4.2) Definitividade: a Jurisdição produz resultados imutáveis. Em outras palavras, gera a chamada coisa julgada material, o que somente é feito pela Jurisdição;

  • Exceção: não há coisa julgada nas cautelares, nas ações civis públicas e nas ações populares julgadas improcedentes por falta de provas.


4.3) Inércia: a Jurisdição somente atua mediante provocação da parte;
  • Exceção: hipóteses em que o Juiz atua de ofício, como na Jurisdição Voluntária (CPC, art. 1.113) e inventário de ofício (CPC, art. 989);
  • No entanto, depois de iniciado o processo, vigora o Princípio do Impulso Oficial, que manda o juiz conduzir o processo até o fim (CPC, art. 2º e 262).


4.4) Unidade: a jurisdição é una, ou seja, não comporta divisões, sendo que apenas por razões didáticas são feitas classificações.

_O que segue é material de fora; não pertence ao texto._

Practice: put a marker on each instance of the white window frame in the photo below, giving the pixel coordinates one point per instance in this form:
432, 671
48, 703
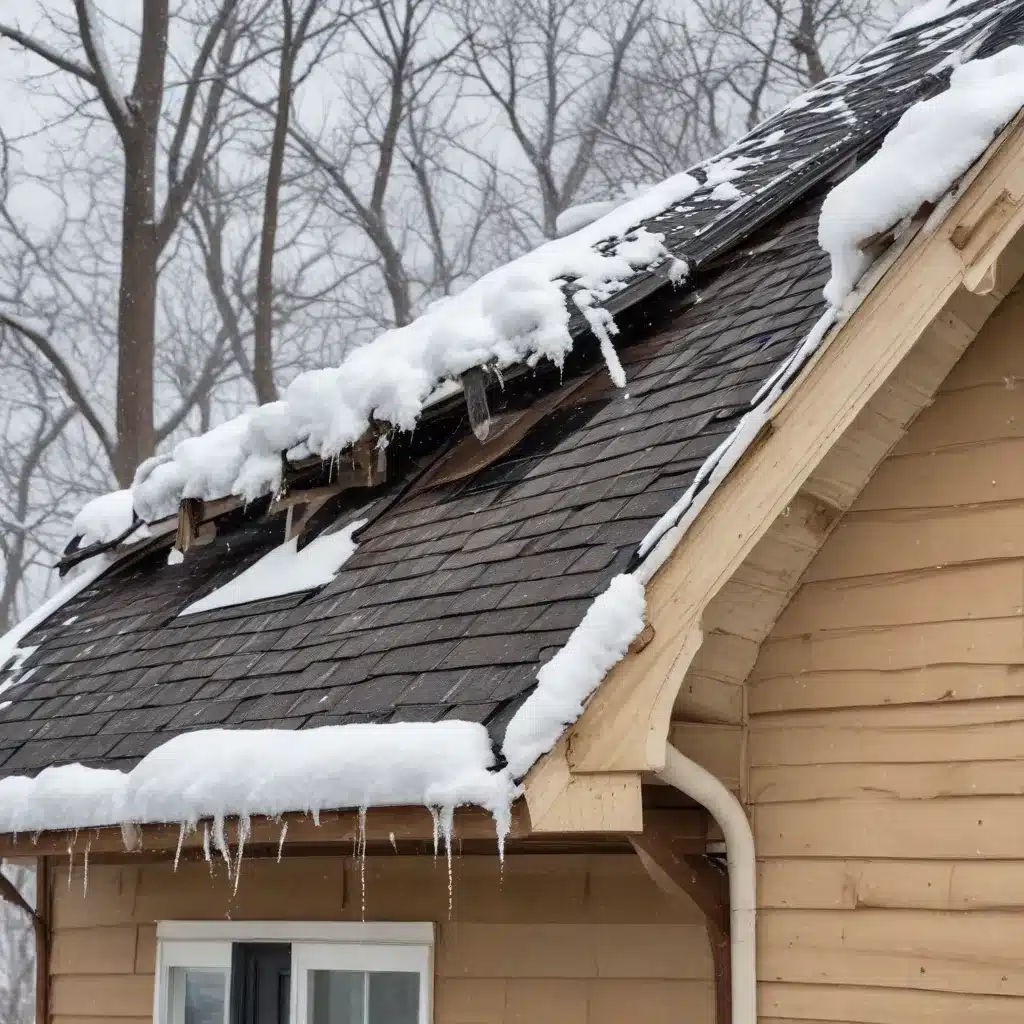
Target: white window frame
324, 945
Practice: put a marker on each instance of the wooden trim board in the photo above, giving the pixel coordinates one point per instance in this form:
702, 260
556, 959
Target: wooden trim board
855, 399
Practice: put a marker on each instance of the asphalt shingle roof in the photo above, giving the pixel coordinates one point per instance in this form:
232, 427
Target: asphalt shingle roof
459, 592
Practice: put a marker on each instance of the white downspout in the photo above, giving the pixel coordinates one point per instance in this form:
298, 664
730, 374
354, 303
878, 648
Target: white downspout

4.5) Contenciosidade e Voluntariedade: a Jurisdição pode ser também classificada quanto a existência ou não de confronto de direitos dos envolvidos na relação processual:

a) Jurisdição Contenciosa: há confronto de direitos dos envolvidos, cabendo ao Juiz apontar qual deles deve prevalecer;

b) Jurisdição Voluntária: não há confronto de direitos dos envolvidos, mas o ordenamento impõe que o resultado pretendido pelos envolvidos somente possa ser alcançado após o processo judicial. É o que a doutrina também chama de administração pública de interesses privados;
  • Existe divergência quanto a Voluntária ser realmente Jurisdição. Para alguns, não se trata de jurisdição porque não há lide, ou seja, não há pretensão resistida nesses casos, mas para outros trata-se de Jurisdição, pois haveria uma lide ficta, uma vez que o ordenamento exige essa participação da jurisdição diante dos diversos interesses envolvidos.